2. Leaking-Bucket Algorithm

In simple terms, imagine you have a queue. Incoming requests are added to the queue, and the server processes them at its own speed. If the queue becomes full, any new incoming requests get throttled.

The key difference from the previous approach is that instead of immediately throttling excess requests, you allow them to wait in a queue (up to a limit). These requests are then processed later at a fixed rate, following FIFO.

Parameters you can tune: Queue-Size

# Thread-1
for r in request:
if q.full():
throttle_request(r)
else:
q.push(r)

# Thread-2
while True:
if not q.empty():
serve_request(q.front())
q.pop()

Pros:

  1. Memory efficient (you only need to manage the queue size).
  2. Requests are processed at a steady, fixed rate, which is useful when you need a stable output rate.

Cons:

  1. A sudden traffic burst can quickly fill up the queue. If it doesn’t get drained in time, new incoming requests will start getting throttled.

3. Fixed Window Counter Algorithm

The time axis is divided into fixed intervals (for example, 1 minute or 1 second). For each incoming request, a counter is incremented. If the counter is within the allowed limit, the request is served; otherwise, it is throttled.

# Thread-1
for r in request:
if counter >= LIMIT:
throttle_request(r)
else:
serve_request(r)
counter += 1

# Thread-2
while True:
counter = 0
time.sleep(int(FIXED_WINDOW_INTERVAL))

Cons:

  1. This algorithm can allow more traffic than intended, especially when bursts happen near the boundary of time windows.

Example:

Request limit: 5 requests per minute

At the edge of a time window:

  • Window 1 (t = 55–60): 5 requests arrive and are served
  • Counter resets
  • Window 2 (t = 60–65): 5 more requests arrive and are served

The problem is that between t = 55–65, a total of 10 requests are served within just 10 seconds, even though the limit is 5 requests per minute.

4. Sliding Window Log Algorithm

Each request’s timestamp (whether it is served or throttled) is stored in a log (or something like a Sorted Set).
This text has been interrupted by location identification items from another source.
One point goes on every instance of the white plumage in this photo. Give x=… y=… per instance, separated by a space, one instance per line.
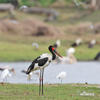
x=58 y=42
x=93 y=42
x=69 y=58
x=78 y=41
x=61 y=76
x=70 y=51
x=35 y=45
x=6 y=72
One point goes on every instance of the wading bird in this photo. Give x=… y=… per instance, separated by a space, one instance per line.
x=57 y=44
x=61 y=76
x=97 y=56
x=41 y=62
x=92 y=44
x=77 y=43
x=6 y=72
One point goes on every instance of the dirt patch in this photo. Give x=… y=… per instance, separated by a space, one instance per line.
x=28 y=27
For every new request, outdated entries are removed from the log. If the number of remaining entries is within the allowed limit, the request is served; otherwise, it is throttled.

log = queue.queue()
# Thread-1
def clean_log(log: queue.Queue):
curTime = time.Now()
while not log.empty():
entry = log.front()
if curTime - entry > TIME_WINDOW:
entry.pop()
else:
break
def main():
for r in request:
clean_log(log)
if log.size() >= LIMIT:
throttle_request(r)
else:
serve_request(r)
# Add the current request (throttled or served) to the log
log.push(time.now())

Pros:

  1. Guarantees that the number of requests never exceeds the limit in any rolling window.

Cons:

  1. Uses a lot of memory, since every request’s timestamp (served or throttled) needs to be stored.
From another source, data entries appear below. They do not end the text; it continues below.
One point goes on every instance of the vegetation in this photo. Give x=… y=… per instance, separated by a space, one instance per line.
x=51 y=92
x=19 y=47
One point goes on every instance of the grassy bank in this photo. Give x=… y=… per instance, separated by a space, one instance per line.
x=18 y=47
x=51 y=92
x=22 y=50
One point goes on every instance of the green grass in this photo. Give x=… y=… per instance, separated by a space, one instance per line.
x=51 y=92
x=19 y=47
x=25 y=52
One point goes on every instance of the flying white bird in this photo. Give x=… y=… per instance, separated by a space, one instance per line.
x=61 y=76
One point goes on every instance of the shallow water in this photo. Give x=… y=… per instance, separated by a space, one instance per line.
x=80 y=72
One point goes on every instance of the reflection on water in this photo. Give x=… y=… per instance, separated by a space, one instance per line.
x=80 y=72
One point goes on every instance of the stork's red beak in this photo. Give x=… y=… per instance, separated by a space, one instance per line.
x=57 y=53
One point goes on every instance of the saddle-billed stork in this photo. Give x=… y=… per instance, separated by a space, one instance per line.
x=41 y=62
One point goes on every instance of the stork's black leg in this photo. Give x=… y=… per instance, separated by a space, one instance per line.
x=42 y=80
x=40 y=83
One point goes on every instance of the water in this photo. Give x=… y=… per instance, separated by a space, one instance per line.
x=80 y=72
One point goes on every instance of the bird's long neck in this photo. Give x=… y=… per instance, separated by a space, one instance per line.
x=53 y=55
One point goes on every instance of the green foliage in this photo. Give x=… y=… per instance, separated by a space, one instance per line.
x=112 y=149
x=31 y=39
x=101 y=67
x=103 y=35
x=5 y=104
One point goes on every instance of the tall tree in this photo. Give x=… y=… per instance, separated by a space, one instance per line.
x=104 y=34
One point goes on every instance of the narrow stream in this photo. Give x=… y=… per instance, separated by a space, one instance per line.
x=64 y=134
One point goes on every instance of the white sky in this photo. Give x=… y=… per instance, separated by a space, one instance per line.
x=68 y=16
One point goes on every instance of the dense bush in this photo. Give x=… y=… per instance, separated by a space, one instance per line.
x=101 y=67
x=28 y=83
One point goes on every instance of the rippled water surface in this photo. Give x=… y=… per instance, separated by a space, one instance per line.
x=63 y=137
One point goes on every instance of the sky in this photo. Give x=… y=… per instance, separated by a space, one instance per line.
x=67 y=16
5. Sliding Window Counter Algorithm

The idea here is to approximate the number of requests in a rolling window by combining the counts from the current window and the previous window.
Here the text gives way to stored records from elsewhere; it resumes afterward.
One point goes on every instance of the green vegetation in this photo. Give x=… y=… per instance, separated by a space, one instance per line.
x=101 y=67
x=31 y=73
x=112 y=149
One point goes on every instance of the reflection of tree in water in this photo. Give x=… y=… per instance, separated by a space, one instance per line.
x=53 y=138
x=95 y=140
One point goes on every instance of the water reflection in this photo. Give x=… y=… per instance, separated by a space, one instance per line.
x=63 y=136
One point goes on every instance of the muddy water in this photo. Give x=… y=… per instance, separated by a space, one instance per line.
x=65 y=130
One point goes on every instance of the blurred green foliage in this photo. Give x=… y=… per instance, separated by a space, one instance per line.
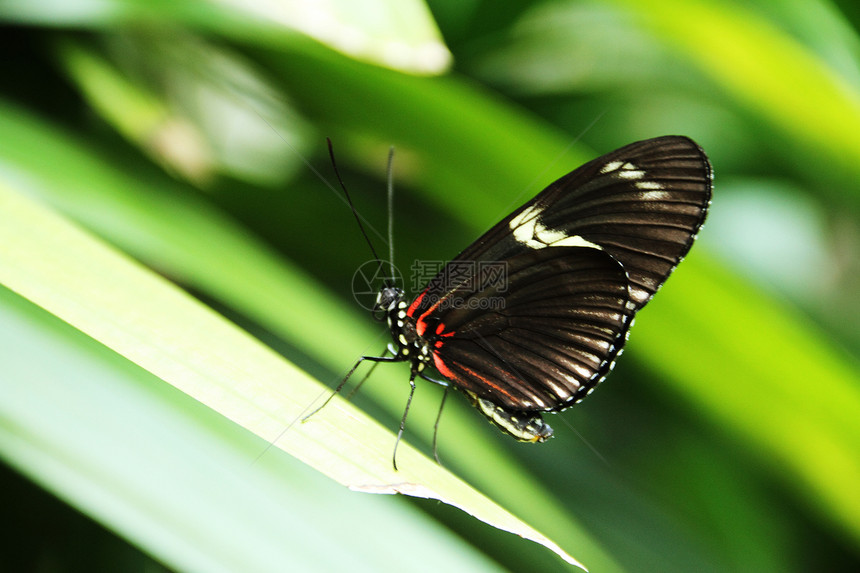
x=190 y=135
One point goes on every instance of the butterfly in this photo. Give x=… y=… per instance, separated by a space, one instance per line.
x=531 y=317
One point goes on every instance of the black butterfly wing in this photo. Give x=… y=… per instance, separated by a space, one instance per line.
x=643 y=204
x=539 y=339
x=610 y=231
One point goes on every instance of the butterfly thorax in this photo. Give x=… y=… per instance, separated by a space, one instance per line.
x=408 y=344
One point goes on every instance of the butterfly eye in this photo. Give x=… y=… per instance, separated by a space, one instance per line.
x=579 y=260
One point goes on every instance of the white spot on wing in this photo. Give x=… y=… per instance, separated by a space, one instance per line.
x=531 y=233
x=645 y=185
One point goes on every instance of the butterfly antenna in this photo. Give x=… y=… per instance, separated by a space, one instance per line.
x=349 y=200
x=391 y=211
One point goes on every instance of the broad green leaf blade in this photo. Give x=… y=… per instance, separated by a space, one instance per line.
x=178 y=479
x=175 y=232
x=765 y=70
x=399 y=34
x=168 y=333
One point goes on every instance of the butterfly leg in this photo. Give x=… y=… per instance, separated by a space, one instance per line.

Instead of treating windows as completely separate (like in Fixed Window), we "blend" them based on how much of the previous window overlaps with the current time.


def estimate_request_count(cur_request_count, prev_request_count, cur_window_start_time, window_size = WINDOW_SIZE):
cur_time = time.now()
elapsed_time = cur_time - cur_window_start_time

overlap_fraction_prev_window = 1 - (elapsed_time / window_size)

req_count = cur_request_count + (overlap_fraction_prev_window * prev_request_count)
return req_count

def main():
# Thread-1
for r in request:
req_count = estimate_request_count(cur_request_count, PREV_REQUEST_COUNT, WINDOW_START_TIME)
if req_count > LIMIT:
throttle_request(r)
else:
serve_request(r)
cur_request_count += 1

# Thread-2:
# Reset state at every window
while True:
PREV_REQUEST_COUNT = cur_request_count
WINDOW_START_TIME = time.now()
cur_request_count = 0
time.sleep(WINDOW_SIZE)

Pros:

  1. Smooths out traffic spikes compared to fixed window.
  2. Memory efficient (only keeps counters, not individual timestamps).

Cons:

  1. It’s still an approximation, not exact.
  2. Assumes a roughly uniform distribution of requests within a window.